Saturday, October 15, 2011

The Detroit Tigers. Outta here.

You can slice it or dice it any which way you want, but Game 6 of the ALCS was a good old-fashioned ass-whupping.  As in cut your own switch and head to the woodshed. The Rangers scored 15 runs on 17 hits. Plus, they left 11 guys on base. With a few more timely hits, it could have become even more ugly.

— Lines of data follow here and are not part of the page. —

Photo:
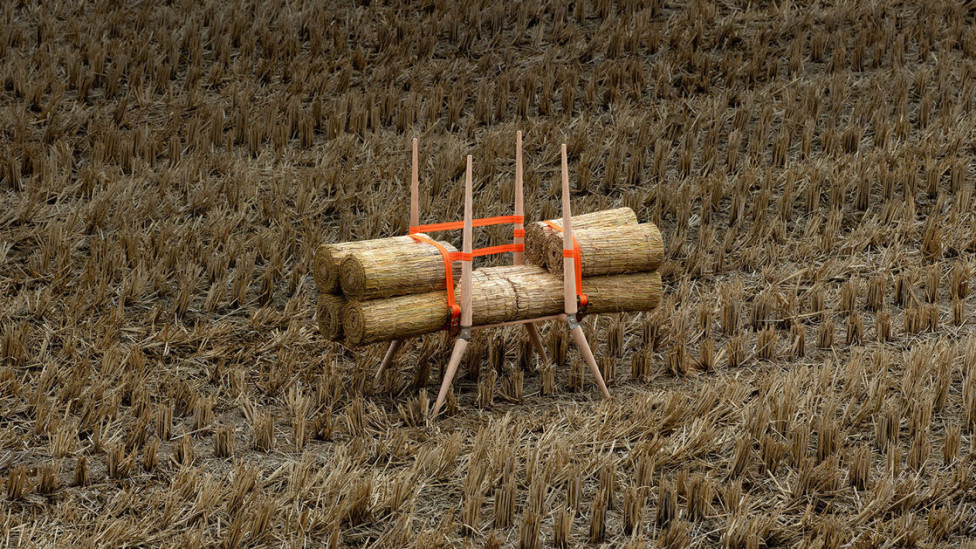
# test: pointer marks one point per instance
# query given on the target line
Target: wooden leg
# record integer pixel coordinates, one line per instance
(584, 348)
(388, 357)
(536, 340)
(459, 346)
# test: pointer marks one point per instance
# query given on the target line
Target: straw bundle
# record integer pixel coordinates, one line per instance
(325, 267)
(500, 294)
(366, 322)
(606, 251)
(504, 294)
(408, 268)
(536, 233)
(328, 313)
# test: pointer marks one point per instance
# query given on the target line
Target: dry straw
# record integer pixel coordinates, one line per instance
(614, 250)
(499, 295)
(537, 234)
(405, 268)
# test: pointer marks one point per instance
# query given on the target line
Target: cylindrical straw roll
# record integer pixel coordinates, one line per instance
(328, 312)
(517, 292)
(607, 251)
(536, 233)
(409, 268)
(502, 294)
(401, 317)
(328, 257)
(628, 293)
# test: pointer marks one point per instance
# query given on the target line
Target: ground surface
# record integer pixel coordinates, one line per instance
(166, 173)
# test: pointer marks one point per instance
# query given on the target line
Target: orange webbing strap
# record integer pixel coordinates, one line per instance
(448, 274)
(453, 225)
(492, 250)
(577, 256)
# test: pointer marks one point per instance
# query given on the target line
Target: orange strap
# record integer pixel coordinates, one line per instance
(449, 257)
(492, 250)
(448, 273)
(453, 225)
(577, 256)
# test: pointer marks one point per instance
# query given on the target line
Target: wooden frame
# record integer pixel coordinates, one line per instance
(570, 313)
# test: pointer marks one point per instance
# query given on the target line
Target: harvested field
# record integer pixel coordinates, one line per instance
(167, 172)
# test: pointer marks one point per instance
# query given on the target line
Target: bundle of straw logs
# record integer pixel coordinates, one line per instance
(537, 234)
(383, 267)
(394, 288)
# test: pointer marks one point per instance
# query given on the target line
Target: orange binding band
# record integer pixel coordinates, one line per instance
(454, 225)
(461, 256)
(577, 256)
(448, 273)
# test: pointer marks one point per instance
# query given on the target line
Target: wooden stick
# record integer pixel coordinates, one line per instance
(518, 258)
(388, 357)
(569, 284)
(467, 244)
(584, 348)
(460, 344)
(415, 186)
(569, 267)
(536, 340)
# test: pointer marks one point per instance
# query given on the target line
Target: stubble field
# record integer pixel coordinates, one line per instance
(166, 173)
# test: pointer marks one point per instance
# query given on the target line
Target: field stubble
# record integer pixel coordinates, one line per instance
(167, 172)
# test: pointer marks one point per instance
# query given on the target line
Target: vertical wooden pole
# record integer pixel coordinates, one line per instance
(391, 352)
(518, 258)
(415, 186)
(569, 283)
(569, 266)
(467, 245)
(462, 341)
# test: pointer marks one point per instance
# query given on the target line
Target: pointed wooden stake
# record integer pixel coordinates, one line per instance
(391, 352)
(462, 341)
(415, 185)
(569, 283)
(518, 258)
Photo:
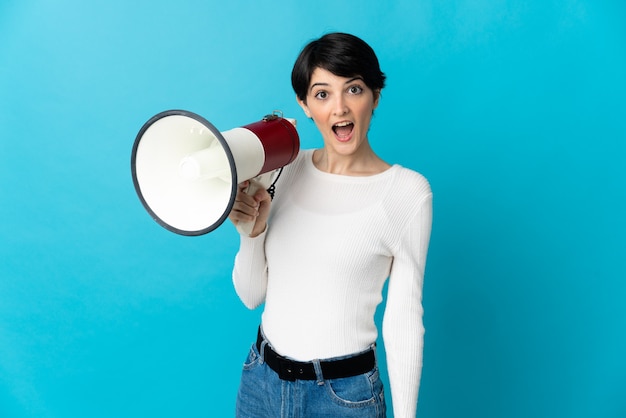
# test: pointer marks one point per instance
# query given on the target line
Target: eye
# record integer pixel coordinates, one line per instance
(355, 89)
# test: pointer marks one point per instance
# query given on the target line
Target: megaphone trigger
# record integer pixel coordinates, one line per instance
(263, 181)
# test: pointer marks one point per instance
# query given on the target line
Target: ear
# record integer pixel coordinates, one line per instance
(304, 107)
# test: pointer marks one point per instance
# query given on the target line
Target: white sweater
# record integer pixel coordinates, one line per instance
(331, 243)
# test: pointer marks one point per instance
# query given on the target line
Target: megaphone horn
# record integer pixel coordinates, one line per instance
(186, 172)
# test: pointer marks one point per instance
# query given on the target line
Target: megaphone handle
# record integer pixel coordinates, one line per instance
(261, 181)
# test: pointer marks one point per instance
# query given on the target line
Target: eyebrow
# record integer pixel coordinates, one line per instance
(326, 84)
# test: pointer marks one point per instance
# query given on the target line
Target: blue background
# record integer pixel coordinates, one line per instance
(513, 109)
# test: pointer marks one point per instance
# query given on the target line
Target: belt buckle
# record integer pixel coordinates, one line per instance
(287, 370)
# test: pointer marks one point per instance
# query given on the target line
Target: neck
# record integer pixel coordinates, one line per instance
(363, 163)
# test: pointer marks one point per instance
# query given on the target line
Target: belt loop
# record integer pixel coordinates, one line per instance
(318, 372)
(262, 351)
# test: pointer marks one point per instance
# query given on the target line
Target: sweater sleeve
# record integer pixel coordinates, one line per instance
(402, 327)
(250, 271)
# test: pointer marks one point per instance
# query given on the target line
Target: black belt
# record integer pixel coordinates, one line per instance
(331, 369)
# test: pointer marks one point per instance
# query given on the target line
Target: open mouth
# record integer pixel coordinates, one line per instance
(343, 129)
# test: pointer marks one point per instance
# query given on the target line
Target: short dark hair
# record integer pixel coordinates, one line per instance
(342, 54)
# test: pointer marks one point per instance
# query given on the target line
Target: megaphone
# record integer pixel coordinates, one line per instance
(186, 172)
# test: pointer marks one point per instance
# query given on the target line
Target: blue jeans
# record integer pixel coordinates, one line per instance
(262, 394)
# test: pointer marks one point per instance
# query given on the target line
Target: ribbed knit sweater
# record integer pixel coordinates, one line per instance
(320, 267)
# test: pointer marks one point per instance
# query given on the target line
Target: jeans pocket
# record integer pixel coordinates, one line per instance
(253, 359)
(357, 391)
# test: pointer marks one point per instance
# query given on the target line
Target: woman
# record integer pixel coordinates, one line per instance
(342, 221)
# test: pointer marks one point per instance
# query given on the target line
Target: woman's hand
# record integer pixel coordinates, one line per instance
(251, 208)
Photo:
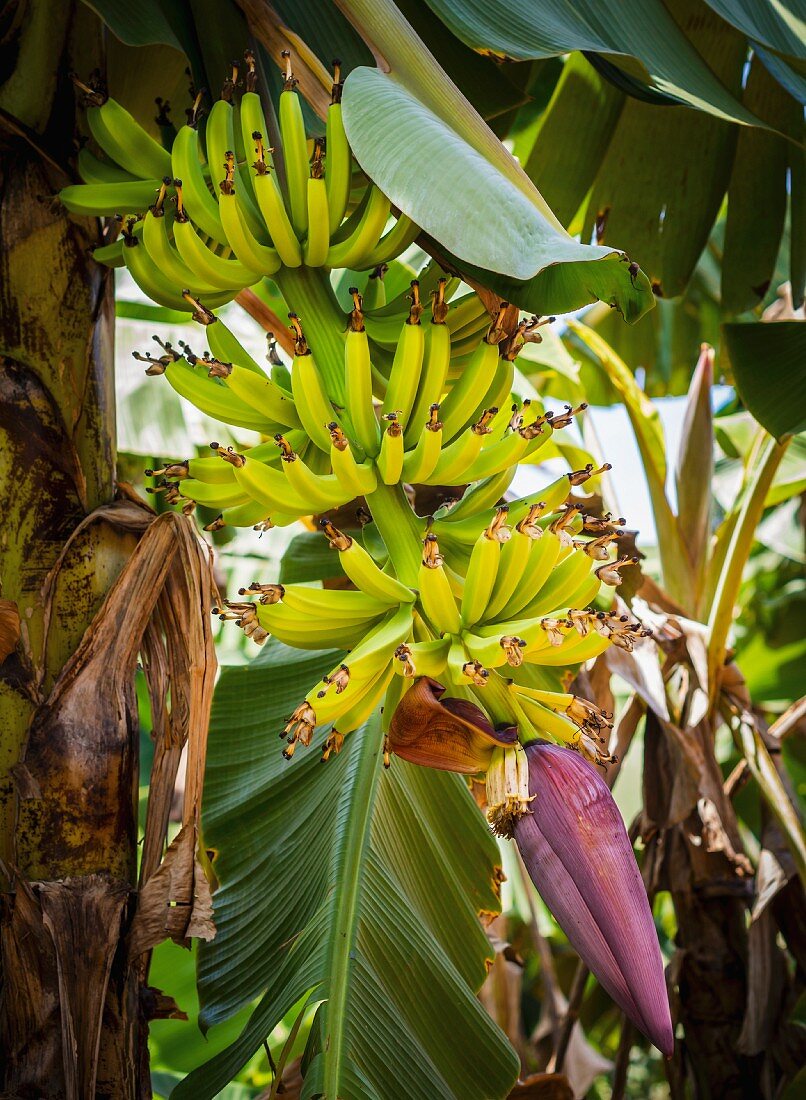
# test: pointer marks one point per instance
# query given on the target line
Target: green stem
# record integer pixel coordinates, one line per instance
(400, 528)
(308, 293)
(496, 700)
(760, 762)
(727, 593)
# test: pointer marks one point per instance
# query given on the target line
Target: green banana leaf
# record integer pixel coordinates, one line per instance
(780, 25)
(641, 29)
(768, 365)
(356, 886)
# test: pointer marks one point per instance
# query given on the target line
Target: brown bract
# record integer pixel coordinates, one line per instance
(448, 734)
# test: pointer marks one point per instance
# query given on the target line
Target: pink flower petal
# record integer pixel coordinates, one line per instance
(576, 850)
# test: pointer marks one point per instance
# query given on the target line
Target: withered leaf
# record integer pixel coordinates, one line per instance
(448, 734)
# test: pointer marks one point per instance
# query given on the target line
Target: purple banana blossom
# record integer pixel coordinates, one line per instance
(576, 850)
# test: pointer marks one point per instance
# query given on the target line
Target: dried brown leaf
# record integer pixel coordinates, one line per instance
(176, 902)
(9, 628)
(542, 1087)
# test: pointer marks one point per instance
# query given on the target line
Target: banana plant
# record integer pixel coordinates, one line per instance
(687, 681)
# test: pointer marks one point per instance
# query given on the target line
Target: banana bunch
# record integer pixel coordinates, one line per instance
(333, 440)
(521, 600)
(209, 218)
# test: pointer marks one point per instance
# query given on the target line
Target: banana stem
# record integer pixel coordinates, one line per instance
(503, 707)
(400, 529)
(307, 292)
(769, 455)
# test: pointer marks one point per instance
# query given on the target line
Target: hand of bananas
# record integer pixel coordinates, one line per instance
(230, 223)
(418, 391)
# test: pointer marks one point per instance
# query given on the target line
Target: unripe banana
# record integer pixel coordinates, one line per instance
(273, 209)
(295, 149)
(338, 165)
(186, 166)
(483, 568)
(456, 458)
(435, 595)
(514, 562)
(420, 463)
(103, 200)
(321, 492)
(362, 231)
(94, 169)
(257, 257)
(390, 457)
(357, 479)
(362, 570)
(256, 391)
(318, 241)
(462, 400)
(357, 381)
(122, 138)
(435, 361)
(313, 405)
(407, 365)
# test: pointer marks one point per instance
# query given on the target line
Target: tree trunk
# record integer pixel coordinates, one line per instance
(69, 1016)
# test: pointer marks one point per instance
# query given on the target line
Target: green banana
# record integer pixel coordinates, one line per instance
(357, 381)
(348, 252)
(186, 167)
(435, 361)
(420, 463)
(362, 570)
(103, 200)
(295, 149)
(435, 595)
(483, 568)
(122, 138)
(338, 165)
(407, 365)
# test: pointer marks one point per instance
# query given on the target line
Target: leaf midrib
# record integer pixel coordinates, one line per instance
(362, 795)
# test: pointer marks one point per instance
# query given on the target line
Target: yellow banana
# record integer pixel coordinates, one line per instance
(542, 560)
(515, 559)
(227, 274)
(313, 405)
(338, 165)
(457, 457)
(318, 241)
(390, 458)
(462, 400)
(483, 568)
(357, 381)
(420, 463)
(435, 360)
(365, 233)
(186, 167)
(295, 149)
(273, 208)
(357, 479)
(435, 595)
(250, 252)
(342, 603)
(363, 571)
(406, 367)
(320, 491)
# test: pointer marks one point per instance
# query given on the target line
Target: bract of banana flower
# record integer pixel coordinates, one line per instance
(449, 734)
(580, 858)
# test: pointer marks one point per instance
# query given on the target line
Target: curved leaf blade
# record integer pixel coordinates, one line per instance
(768, 364)
(494, 227)
(642, 29)
(356, 886)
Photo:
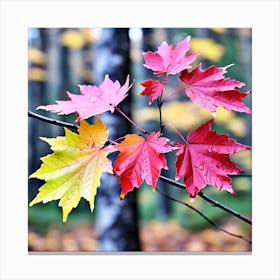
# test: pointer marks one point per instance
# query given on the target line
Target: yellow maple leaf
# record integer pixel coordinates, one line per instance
(74, 169)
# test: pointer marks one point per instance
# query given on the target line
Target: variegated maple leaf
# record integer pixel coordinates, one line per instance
(74, 168)
(140, 159)
(205, 159)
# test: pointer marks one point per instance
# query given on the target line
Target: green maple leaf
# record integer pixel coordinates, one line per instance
(74, 168)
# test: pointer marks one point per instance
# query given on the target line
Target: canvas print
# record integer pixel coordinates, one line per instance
(140, 140)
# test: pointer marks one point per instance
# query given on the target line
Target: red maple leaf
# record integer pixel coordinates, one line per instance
(153, 88)
(140, 159)
(169, 59)
(205, 159)
(210, 89)
(93, 100)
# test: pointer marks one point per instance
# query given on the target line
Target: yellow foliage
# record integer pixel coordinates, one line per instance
(219, 30)
(37, 56)
(208, 48)
(243, 158)
(73, 39)
(223, 115)
(237, 126)
(37, 74)
(88, 36)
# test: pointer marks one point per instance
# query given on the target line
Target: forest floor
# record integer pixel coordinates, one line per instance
(155, 236)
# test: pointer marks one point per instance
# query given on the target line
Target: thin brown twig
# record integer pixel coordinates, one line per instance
(163, 178)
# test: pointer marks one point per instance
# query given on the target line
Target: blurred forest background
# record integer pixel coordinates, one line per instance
(62, 58)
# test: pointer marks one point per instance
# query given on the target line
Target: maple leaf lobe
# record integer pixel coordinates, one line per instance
(74, 168)
(205, 159)
(140, 159)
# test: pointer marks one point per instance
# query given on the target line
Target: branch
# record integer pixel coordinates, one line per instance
(162, 178)
(204, 217)
(52, 121)
(207, 198)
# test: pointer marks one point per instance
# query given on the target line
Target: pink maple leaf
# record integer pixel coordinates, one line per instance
(93, 100)
(169, 59)
(140, 159)
(210, 89)
(153, 89)
(205, 159)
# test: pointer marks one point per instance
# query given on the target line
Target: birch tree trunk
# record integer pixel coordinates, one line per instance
(116, 219)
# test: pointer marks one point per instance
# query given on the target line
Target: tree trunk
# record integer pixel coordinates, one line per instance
(117, 220)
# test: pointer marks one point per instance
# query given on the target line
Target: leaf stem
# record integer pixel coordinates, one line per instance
(176, 130)
(172, 94)
(162, 178)
(204, 217)
(131, 121)
(160, 114)
(52, 121)
(208, 199)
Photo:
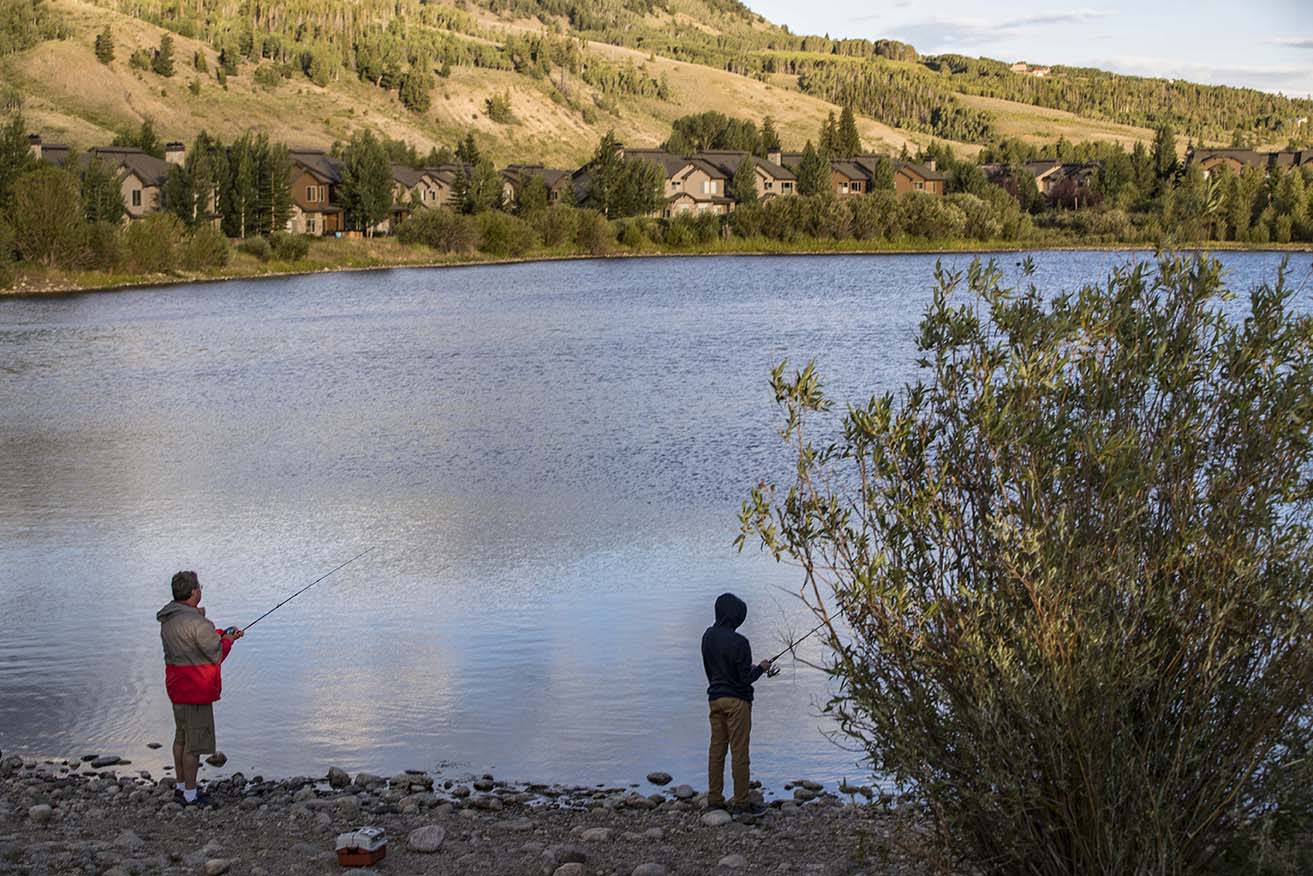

This was an elimination game. All hands are supposed to be on deck. Instead of throwing in other pitchers, why wasn't Justin Verlander in the bullpen and ready? He's the best they have and he'd had a couple days rest. Maybe he could have come in and stifled the 3rd inning rally before things got out of control. It might have settled down the Tigers and gave them a boost of confidence. I doubt he would have dropped dead from exhaustion, and what good is it to save him for the World Series if there isn't going to BE a World Series for the Tigers? Finally, manager Jim Leyland offered up a sacrificial lamb. Brad Penny. His initials are right. BP. Batting practice.

Other thoughts Dept.
Brandon Inge got a few hits in the series.  After being so bad all year that he finally got demoted to the minor leagues, will he get another 7- 8 million for that? What is it with that guy anyway? In my opinion, not counting David Beckham, he's the most overrated, overpaid athlete for his production in all of sports, but fans can't seem to get enough of him. I don't get it.

What's the deal with the Texas Rangers popping all the champage in the clubhouse? We're not talking Boonesfarm or Mad Dog here. They were breaking out the good stuff and they don't even drink it. It seems like such a waste. Didn't their mothers ever tell them there's sober people in Africa, or China, or somewhere? Besides, they did the same thing last year, then went to the World Series and got beat. So why spray all that fine bubbly around prematurely? This should be reserved for championships only. Further, I think the Commissioner should step in and make a rule. No more champagne, period. Why wouldn't beer suffice? Shake it up and open it, the result will be about the same, and it's a whole lot cheaper. His name IS Bud, right? And he used to own a club called the Brewers? Well, there you go. How about Milwaukee's Finest?  Nobody I know wants to drink that stuff anyway.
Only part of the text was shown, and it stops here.